When Williams interacts with the police in Ironheart, she is largely nonchalant. She doesn’t demand they quit their profession or go on a diatribe against policing — but neither does she laud their work nor interact with them beyond necessary. When a friend goes missing, Williams works her own networks and relationships. When the police make their way to the scene of Williams’ battle with a villain, she doesn’t feel the need to stick around and help them with detective work.

Instead, abolition is most visible in Williams’ impulse to turn to her friends, family, and community. She doesn’t kill (though it’s not clear that it’s entirely off the table, it’s just not her first impulse). It’s an exercise in imagining the oft-repeated abolitionist mantra, “We keep us safe.”

Abolitionist impulses don’t need to be reserved for Black heroes. A core motivation for Batman has always been bettering Gotham. The only thing holding him back from trying more radical approaches is the imagination of authors. We don’t need Batman/Bruce Wayne to undergo a Zacchaeus-like transformation and give away his wealth. But we do need a Batman who is trying to get to the root of the problem. It doesn’t take the “world’s greatest detective” to see that the system is designed to oppress and uphold hierarchies.

Crafting a world we can’t live without

THE POTENTIAL FOR these stories is built into the universe that already exists. What if Batman and Superman tracked the effect of overpolicing and incarceration in the lives of Gotham’s and Metropolis’ poorest citizens?
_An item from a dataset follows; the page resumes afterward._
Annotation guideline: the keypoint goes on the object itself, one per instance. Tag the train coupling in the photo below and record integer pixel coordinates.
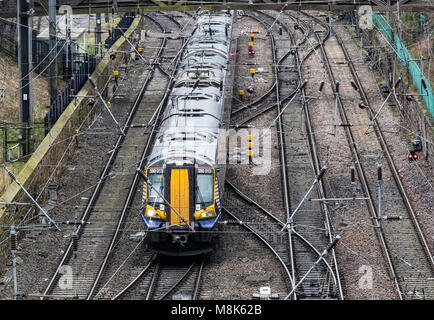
(139, 236)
Batman would find that it’s by design, not coincidence, that so many of his villains are incarcerated at Arkham Asylum. A report from the Ruderman Family Foundation, a disability advocacy group rooted in Jewish values, notes that between one-third and one-half of people killed by police are disabled. And a 2017 study in the American Journal of Public Health found that Black disabled people are twice as likely to be arrested as white disabled people.

Superman would find that injustice is rampant within the legal system. About 90 percent of the people incarcerated on Riker’s Island (and perhaps its fictional counterpart) have not been convicted of a crime, according to the Center for Justice Innovation. And the Vera Institute of Justice reported that, as of March 2022, “there were 4,682 people waiting for their trials in New York City jails. Of them, 2,206 had been waiting for six months or more, and 1,474 had been waiting more than a year.” Superman’s desire for justice does not need to be constrained to “stopping crime” — a poor metric for any of us pursuing justice.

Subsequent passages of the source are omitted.